R Data Frame Tutorial | Learn with Examples

In this R data frame Tutorial with examples, you will learn what is a data frame, its features, advantages, modules, and packages, and how to use data frames in real time with sample examples.

All examples provided in this R data frame tutorial are basic, simple, and easy to practice for beginners who are enthusiastic to learn R data frames and advance their careers.

1. What is a Data Frame in R?

data frame in R is a fundamental data structure that is used for storing and manipulating structured data which is in the format of rows and columns similar to an RDBMS table or spreadsheet. It is a two-dimensional data structure such that one dimension refers to the row and another dimension refers to a column. Each column in the data frame is a Vector of the same length, in other words, all columns in the data frame should have the same length.

Data frame columns are referred to as variables and rows are referred to as observations. If you are new to R Programming, I would highly recommend reading the R Programming Tutorial where I have explained R concepts with examples.

Here are some key characteristics of data frames in R:

  1. Rectangular Structure: A data frame is a rectangular structure where data is organized into rows and columns. Each column represents a variable, and each row represents an observation or a case.
  2. Homogeneous Columns: Each column in a data frame can contain elements of different data types, but all elements within a single column must have the same data type. This allows data frames to handle mixed data, such as numbers, characters, and logical values.
  3. Column Names: Data frames have column names, which are usually used to label and reference variables or attributes. You can access individual columns using these column names.
  4. Row Names: Data frames also have row names, which serve as row identifiers. By default, rows are labeled with sequential numbers, but you can assign custom row names if needed.

R also provides a third-party package dplyr which provides a grammar for data manipulation that closely works with the data frame. In order to use this package, you need to install the package in R.

Advantages of R Data Frames:

  1. Structure and Organization: Data frames provide a structured and organized way to store and work with tabular data. The two-dimensional structure, with rows and columns, makes it easy to understand and manipulate data.
  2. Data Import and Export: Data frames are commonly used for importing data from various sources (e.g., CSV files, Excel spreadsheets, databases) and exporting data to different formats. R provides built-in functions and packages to facilitate these tasks.
  3. Data Exploration and Summary: Data frames are compatible with functions for data exploration, including summary statistics, data visualization, and various plotting libraries. This helps analysts and data scientists gain insights into the data.
  4. Data Manipulation: R provides a rich set of functions and packages (e.g., dplyr, tidyr) specifically designed for data manipulation with data frames. You can filter, transform, reshape, and aggregate data efficiently.

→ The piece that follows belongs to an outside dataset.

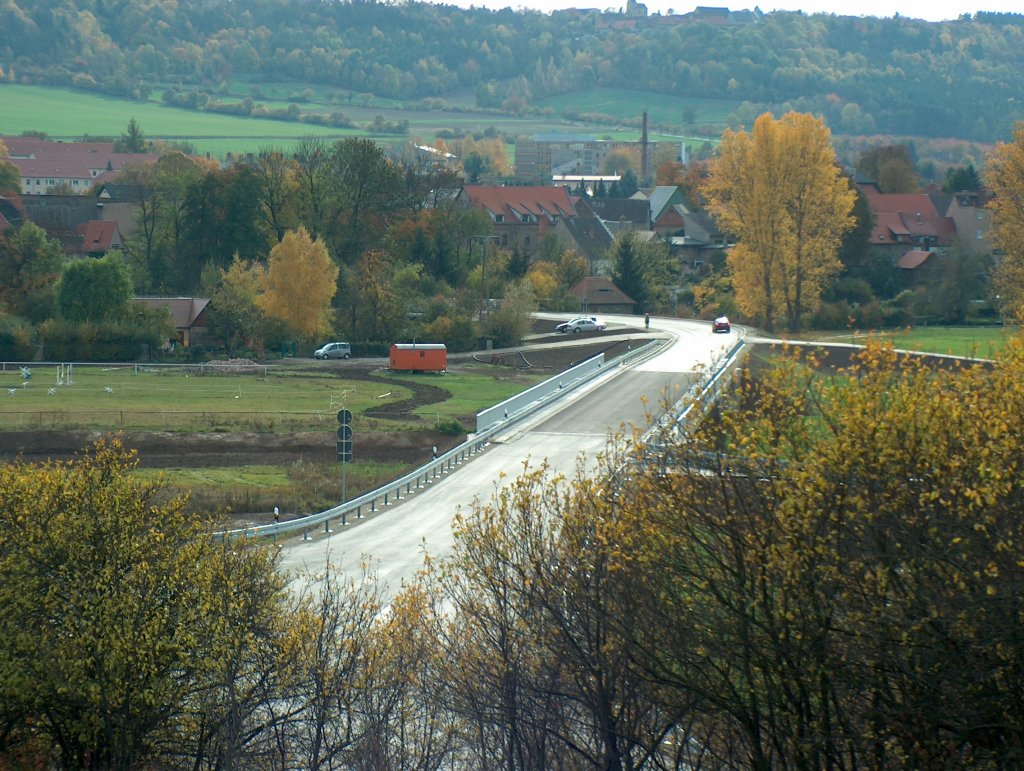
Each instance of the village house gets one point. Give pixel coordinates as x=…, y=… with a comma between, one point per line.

Use Cases of R Data Frames:

  1. Data Analysis: Data frames are the foundation for data analysis in R. You can perform statistical tests, hypothesis testing, and regression analysis with structured data.
  2. Data Visualization: Data frames are compatible with R’s data visualization packages (e.g., ggplot2), allowing you to create a wide range of charts, graphs, and visualizations for data exploration and presentation.
  3. Data Cleaning and Preprocessing: Data frames are used to clean and preprocess data, including handling missing values, dealing with outliers, and standardizing data.
  4. Data Subsetting and Filtering: Analysts use data frames to extract specific subsets of data based on criteria and conditions, facilitating focused analysis.
  5. Merging and Joining Data: Data frames are essential for combining data from multiple sources. You can merge or join data based on common variables to create comprehensive datasets.
  6. Grouped Operations: Packages like dplyr make it easy to perform grouped operations and aggregations on data, making it simple to compute group-wise statistics.
  7. Machine Learning: Many machine learning algorithms in R require data frames as input. You can prepare your data in a data frame format before applying machine learning techniques.
  8. Time Series Analysis: Data frames are used to store and analyze time series data, enabling time-based operations and modeling.
  9. Reporting and Dashboards: Data frames are employed in creating reports and dashboards using RMarkdown, Shiny, and other reporting tools, providing a structured format for data presentation.
  10. Export and Sharing: After analysis and modeling, you can export results as data frames for sharing with colleagues or use in other applications.

2. Create a Data Frame in R using data.frame()

The first step to exploring the data frame is by creating it. The function data.frame() is used to create a Data Frame in an easy way. A data frame is a list of variables of the same number of rows with unique row names. Besides this, there are different ways to create a data frame in R.

2.1 Syntax of data.frame()

The following is the syntax of data.frame() function.


# Syntax of data.frame()
data.frame(…, row.names = NULL, check.rows = FALSE,
           check.names = TRUE, fix.empty.names = TRUE,
           stringsAsFactors = default.stringsAsFactors())

You need to follow the below guidelines when creating a DataFrame in R using data.frame() function.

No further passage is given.